@jeffcliff@ceo_of_monoeye_dating@ai Jeff, last we talked you said something about hanging out with a flat earth chick and I gave you some globe earth ammunition. Did you two hang out?
honestly i don't really see it but i pretty much have to accept this reasoning because I don't think i'm going to get further down into this paper at this rate.
ie i'll come back to this thread the next time we disagree on an possibly deepfaked image to compare notes
@jeffcliff Moreover, you should be careful to avoid clipping - either up or down - else your image will look smooth when it was not. Ideally you want to be doing these operations in Python with OpenCV and not GIMP, but for your sake let's use GIMP.
Now, let's ignore color maps and do that with this image. Convert to greyscale (I'm going to be sloppy and assume that taking the Luminance is how GIMP converts to greyscale, but I could be wrong), apply the Sobel filter (only horizontal, or only vertical), and equalize. Here we are.
You should see what looks like a lot of mountain ridges in the "body," - which I have described as looking "sinewy." The edges are chaotic, even though this was not quite perceptible to a person before.
Compare that to the smooth surfaces, which are uniform in color.
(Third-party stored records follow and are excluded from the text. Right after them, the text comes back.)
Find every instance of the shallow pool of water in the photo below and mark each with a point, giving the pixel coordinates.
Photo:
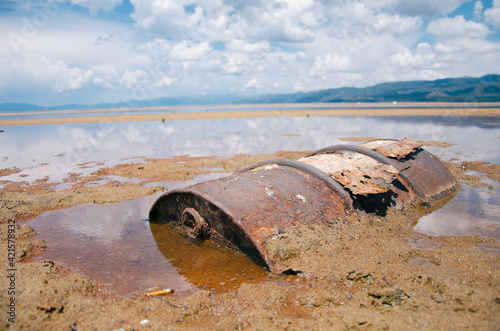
(119, 248)
(116, 246)
(56, 151)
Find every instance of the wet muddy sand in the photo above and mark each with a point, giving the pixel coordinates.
(372, 273)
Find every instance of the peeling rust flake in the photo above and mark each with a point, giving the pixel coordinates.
(398, 149)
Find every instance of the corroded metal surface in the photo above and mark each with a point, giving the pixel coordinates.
(358, 173)
(394, 148)
(333, 184)
(243, 210)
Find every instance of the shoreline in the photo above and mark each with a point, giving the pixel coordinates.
(432, 111)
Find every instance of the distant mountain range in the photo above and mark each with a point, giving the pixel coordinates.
(465, 89)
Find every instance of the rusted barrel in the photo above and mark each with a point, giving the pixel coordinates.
(332, 184)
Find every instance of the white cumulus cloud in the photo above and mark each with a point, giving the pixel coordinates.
(458, 26)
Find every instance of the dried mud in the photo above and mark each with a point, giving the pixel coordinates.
(373, 273)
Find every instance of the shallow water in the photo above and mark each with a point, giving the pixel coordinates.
(119, 248)
(115, 246)
(55, 151)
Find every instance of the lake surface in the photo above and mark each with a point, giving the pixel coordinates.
(110, 242)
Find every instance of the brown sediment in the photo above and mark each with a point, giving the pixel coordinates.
(372, 273)
(460, 171)
(424, 111)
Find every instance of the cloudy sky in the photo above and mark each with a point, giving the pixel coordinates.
(91, 51)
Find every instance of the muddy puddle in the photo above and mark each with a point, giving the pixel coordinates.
(118, 247)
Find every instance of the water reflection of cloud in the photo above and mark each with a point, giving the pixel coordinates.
(471, 212)
(25, 147)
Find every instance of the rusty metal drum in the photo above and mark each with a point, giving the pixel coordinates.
(333, 184)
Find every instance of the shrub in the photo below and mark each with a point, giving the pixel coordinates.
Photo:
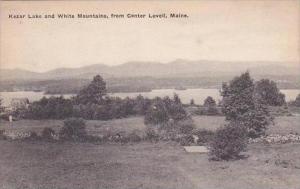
(267, 91)
(48, 133)
(204, 136)
(73, 129)
(186, 140)
(152, 134)
(228, 142)
(32, 136)
(2, 135)
(157, 113)
(134, 137)
(240, 104)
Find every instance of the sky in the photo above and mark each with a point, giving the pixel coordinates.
(214, 30)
Compare that to the other rough surfaces (like the glove), which - does show such ridges but in a fashion typical of such a rubber glove.
@jeffcliff Now, if you simply apply the sobel filter, you will see the edges - but you will end up with spikes in the histogram. When this happens, the filtered image looks smooth when it is not, as the small differences in pixel values are meaningful. You need to do something to amplify those small differences so that you can actually see the noise. Equalizing the histograms or normalizing the image are both good ways to do this. This is why I :keku: at you for clobbering the noise earlier, when you should have amplified it to see what you were looking for.
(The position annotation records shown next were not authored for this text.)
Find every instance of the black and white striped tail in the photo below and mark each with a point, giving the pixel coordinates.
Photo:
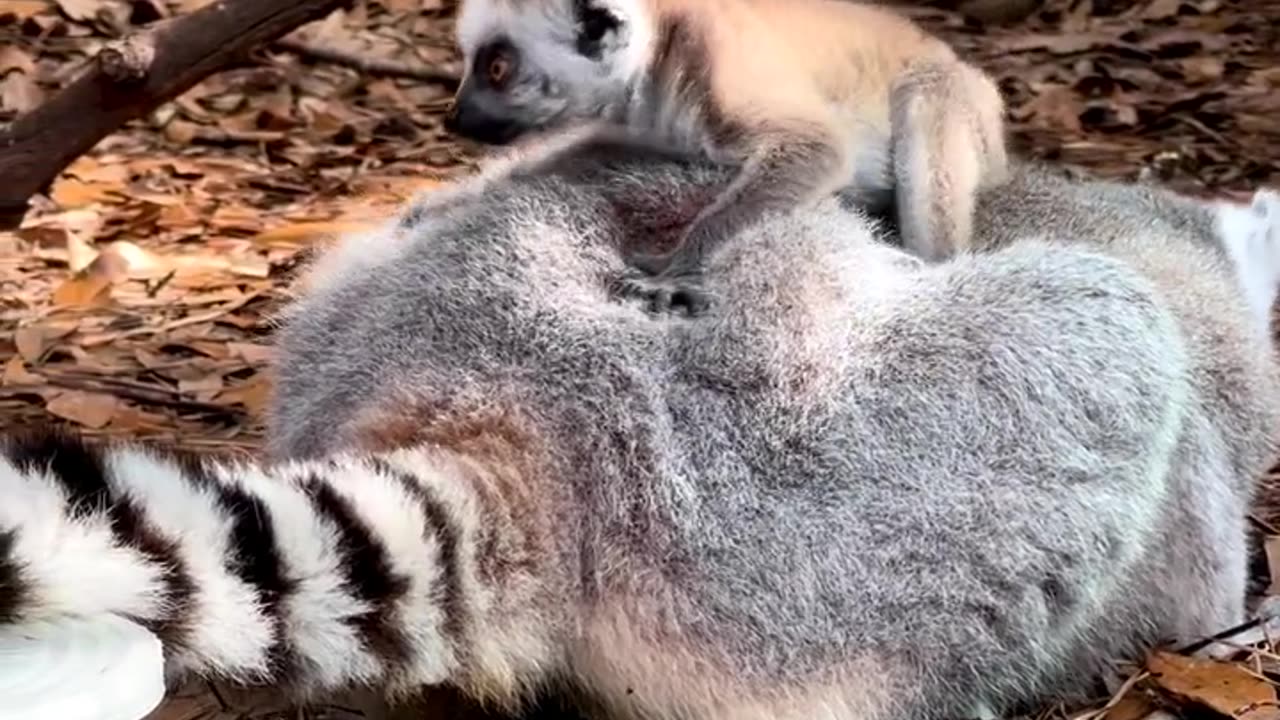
(321, 574)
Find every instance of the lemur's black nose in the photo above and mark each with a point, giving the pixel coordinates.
(470, 119)
(451, 118)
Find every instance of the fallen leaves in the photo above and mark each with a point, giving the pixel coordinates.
(1224, 688)
(91, 410)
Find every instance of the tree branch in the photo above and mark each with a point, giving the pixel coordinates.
(128, 80)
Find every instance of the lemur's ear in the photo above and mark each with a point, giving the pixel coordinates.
(594, 22)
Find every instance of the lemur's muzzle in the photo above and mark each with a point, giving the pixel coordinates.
(475, 119)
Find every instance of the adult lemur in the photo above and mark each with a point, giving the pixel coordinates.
(859, 487)
(805, 96)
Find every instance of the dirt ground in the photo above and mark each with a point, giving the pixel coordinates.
(137, 299)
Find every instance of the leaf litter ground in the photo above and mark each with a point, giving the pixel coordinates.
(137, 299)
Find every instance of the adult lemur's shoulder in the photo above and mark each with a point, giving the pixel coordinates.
(859, 487)
(803, 96)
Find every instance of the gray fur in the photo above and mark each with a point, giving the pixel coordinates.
(983, 479)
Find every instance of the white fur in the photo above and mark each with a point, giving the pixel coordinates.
(63, 556)
(309, 551)
(228, 630)
(412, 551)
(1251, 235)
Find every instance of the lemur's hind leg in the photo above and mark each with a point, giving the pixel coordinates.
(1251, 237)
(947, 133)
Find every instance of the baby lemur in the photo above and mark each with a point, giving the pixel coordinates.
(804, 96)
(859, 487)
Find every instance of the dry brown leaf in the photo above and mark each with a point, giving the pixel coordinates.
(210, 383)
(18, 92)
(251, 352)
(22, 9)
(1132, 706)
(254, 395)
(83, 288)
(1224, 688)
(14, 59)
(82, 10)
(16, 373)
(1057, 108)
(90, 409)
(72, 192)
(297, 235)
(80, 253)
(92, 285)
(30, 342)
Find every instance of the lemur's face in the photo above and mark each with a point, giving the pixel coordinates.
(531, 64)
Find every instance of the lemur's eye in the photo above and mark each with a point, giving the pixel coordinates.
(593, 24)
(498, 69)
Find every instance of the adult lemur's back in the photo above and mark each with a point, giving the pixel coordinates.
(859, 487)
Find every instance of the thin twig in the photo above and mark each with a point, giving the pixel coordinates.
(366, 64)
(1228, 633)
(1115, 700)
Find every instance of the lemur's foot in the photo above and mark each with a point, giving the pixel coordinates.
(1251, 236)
(666, 296)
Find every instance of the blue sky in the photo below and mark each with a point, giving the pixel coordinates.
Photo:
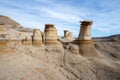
(65, 14)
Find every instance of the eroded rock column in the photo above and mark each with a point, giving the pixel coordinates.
(37, 37)
(86, 45)
(51, 35)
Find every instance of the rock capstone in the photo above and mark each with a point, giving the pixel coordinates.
(37, 37)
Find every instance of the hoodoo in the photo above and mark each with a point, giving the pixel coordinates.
(86, 45)
(37, 37)
(50, 34)
(68, 35)
(2, 27)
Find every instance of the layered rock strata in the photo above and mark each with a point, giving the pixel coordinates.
(51, 35)
(86, 45)
(27, 40)
(68, 35)
(37, 37)
(2, 27)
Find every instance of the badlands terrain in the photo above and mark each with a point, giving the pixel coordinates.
(30, 54)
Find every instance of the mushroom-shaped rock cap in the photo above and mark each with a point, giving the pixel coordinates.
(87, 22)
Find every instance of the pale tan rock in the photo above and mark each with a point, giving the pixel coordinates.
(37, 37)
(27, 40)
(51, 35)
(85, 30)
(86, 45)
(3, 46)
(68, 36)
(2, 27)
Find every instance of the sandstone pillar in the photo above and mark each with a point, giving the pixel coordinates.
(65, 33)
(50, 34)
(86, 45)
(37, 37)
(2, 27)
(85, 30)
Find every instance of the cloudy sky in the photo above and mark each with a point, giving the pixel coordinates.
(65, 14)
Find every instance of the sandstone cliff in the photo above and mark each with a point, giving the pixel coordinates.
(84, 60)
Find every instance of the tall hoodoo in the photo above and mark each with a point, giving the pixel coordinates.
(85, 31)
(50, 34)
(68, 36)
(86, 45)
(2, 27)
(66, 33)
(37, 37)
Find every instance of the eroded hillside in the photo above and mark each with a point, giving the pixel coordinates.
(41, 56)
Moreover, you should also take the sobel filters in both the X and Y directions, and view them separately.
Note that there is a good argument here for taking a Laplacian filter instead. I have not investigated this myself, but I suspect it to be a good idea - although what you will see will look different, and will require a new way of explaining it and a new heuristic.
Moreover, we only do this for the Luminance, because it is where the bulk of the interpretable image data is.
@jeffcliff Let's go over the basics. It is a fact that when AI is used to generate an image, it produces what is often called a "fingerprint." This fingerprint is usually in the form of noise of a particular frequency (that is, it is periodic), which is often high-frequency. It has also been observed in practice that this noise is also somewhat sinewy looking. If you are skeptical of this, you may start here: https://arxiv.org/abs/2101.09781
It is a second fact that taking the derivative of a function is equivalent to multiplying its fourier transform by the frequency (up to some constants, which may be complex). You know this from your Fourier Analysis course.
The Sobel Filter is equivalent to taking a single directional derivative. So, we should expect it to be a lazy way of spotting the noise generated by the AI.
Note that if we were talking among researchers, we would make a much better argument for using a Notch Filter instead - but as I am trying to give people a simple heuristic they can use themselves, I give to them the Sobel Filter, which is implemented everywhere, and not the Notch Filter.
This is the broad overview, and I think this is what you understand.
I couldn't possibly know, for example, in 2007, that i would get involved with bitcoin in march 2009. Betting the future of some child on a cryptocurrency that didn't exist yet, when i could barely get like my best friend and girlfriend on ripple (and even then both of them treated it as worthless 'jeff bucks') would have been supremely reckless, and given i was often homeless and broke, i was in no position to raise a child and it was looking like that wasn't going to change. Winning the lottery not once but twice was not something I could have predicted in retrospect. All I looked forward to was starving/freezing on the street when things inevitably fell apart. Every single man in my life who was having kids, their relationships fell apart & they were stuck paying child support* and it was leading them into ruin, one by one. Or they just were deadbeat dads, and I never wanted to be *that* guy. I knew that sooner or later I'd knock some chick up, and that the barely-treading-water level of survival i had would fall apart. And sure enough: i lost my job right after that, in 2007, and then the next one, in early 2009, having to live out of a tent for abit, until my 2 concurrent fulltime jobs gave me enough of a cushion to find a place.
but i figured, even if i did eventually get out of that kind of situation, by some miracle, there were so many kids that were *not* being taken care of, that needed a father figure in their life, that i'd much rather help them then add another mouth to feed. There were child prostitutes at the schools i helped instruct piano at, for example -- they were just some of the example of the 1 in 5 children in saskatchewan who live under the poverty line and who face food insecurity and whatnot. I figured that there'd be a single mom that would appreciate bailing her out of her mess, to the extent I could, and that would be better than just creating more children when there's already too many.
* and fun fact: in canada child support doesn't have to be proportional to your income. The judge can just up and say 'you're paying N$ per month' even if you only make (N-k)$/month , in effect meaning you have to borrow money to even pay the support, nevermind to survive.